The financial outlook is still grim as interest rates continue to be stuck at historically high levels. According to Freddie Mac, the average rate on a 30-year fixed-rate mortgage as of May 6 has hit 6.91%. At the same time, the 15-year FRM is averaging 6.22%. This trend has painful consequences for both borrowers and savers. Credit card interest rates have now climbed well past 20%, recently hitting an all-time high in early 2024. These logging circumstances cast shadows of doubt on how people will pay their bills over the next few months.
This galley was produced by the Federal Reserve Board. Without additional targeted steps, these moves have so far failed to bring down the cost of borrowing for consumers that need it. In addition to those complications, banks are digging in on their record high credit card interest rates, making the financial landscape even worse. This stubbornness in the face of high rates suppresses new borrowing, particularly for those who already have loans at certainly lower rates.
Current Mortgage Rates and Their Impact
Mortgage rates largely track the yields on Treasury notes of similar duration and general economic strength. As of November 2024, those same rates had leveled out at 6.6% for 30-year products and 10.8% for 15-year products. Even worse, every high mortgage rate point pushes more would-be homebuyers out of the market. A lot of folks are scared to borrow against new projects when rates are this high.
Too many borrowers fear they can’t refinance or purchase new homes. It’s a huge and emotional difference between what they’re getting quoted now and what is currently locked in on their already-issued bonds. Michele Raneri, vice president and head of U.S. research and consulting at TransUnion, comments on this trend:
“Many borrowers are reluctant to take on a loan at today’s rates, particularly if they currently have a loan at a significantly lower rate.”
This hesitance has put the brakes on housing activity. Now, prospective homebuyers are deeply considering the equation of maintaining the value of their current loan with skyrocketing new mortgage costs.
Credit Card Rates Reach New Heights
After remaining above 20% on average for credit cards so far this year, the rates will likely continue to rise. That jump in rates is part of a broader surge in borrowing costs, mortgage rates included. Banks increased these rates to all time highs in response to economic pressures. Even as other interest rates rise and fall, most issuers are locking them in at the high end.

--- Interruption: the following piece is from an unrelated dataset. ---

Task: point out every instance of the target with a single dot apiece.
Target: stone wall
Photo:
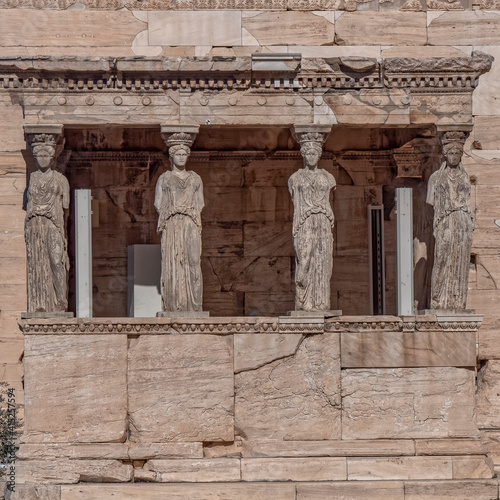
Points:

These burdens created by these record high credit card rates are made worse by the general increase in consumer prices. Ted Rossman, senior industry analyst at Bankrate, says that
“more people are carrying debt because of higher prices.”

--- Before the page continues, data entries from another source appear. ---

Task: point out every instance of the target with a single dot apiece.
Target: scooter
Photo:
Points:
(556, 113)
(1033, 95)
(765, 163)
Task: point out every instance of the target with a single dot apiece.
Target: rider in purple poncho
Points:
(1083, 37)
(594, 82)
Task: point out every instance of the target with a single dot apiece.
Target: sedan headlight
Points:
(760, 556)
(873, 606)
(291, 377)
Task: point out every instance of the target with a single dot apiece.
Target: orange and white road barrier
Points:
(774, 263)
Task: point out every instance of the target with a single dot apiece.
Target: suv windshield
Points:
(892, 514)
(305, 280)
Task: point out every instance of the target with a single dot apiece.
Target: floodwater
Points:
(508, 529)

This only adds more pressure to Americans just working to make ends meet as the cost of living grows while wages remain flat.
Future Outlook for Student Loans
Interest rates on student loans are another area that’s influenced by these economic forces. Undergraduate students borrowing direct federal student loans for the upcoming 2024-25 academic year will face an interest rate of 6.53%. It’s an almost unheard-of jump from last year’s rate of 5.50%. Rates for student loans are scheduled to drop a little, but only marginally, for the 2025-26 academic year. This change stems from the fact that the next May auction of the 10-year Treasury note will occur during this period.
Whether students are going to school next semester or a few years from now, it’s important to know what these interest rates will mean for them. That’s a huge trillion dollar long term financial cost for graduates just starting their careers.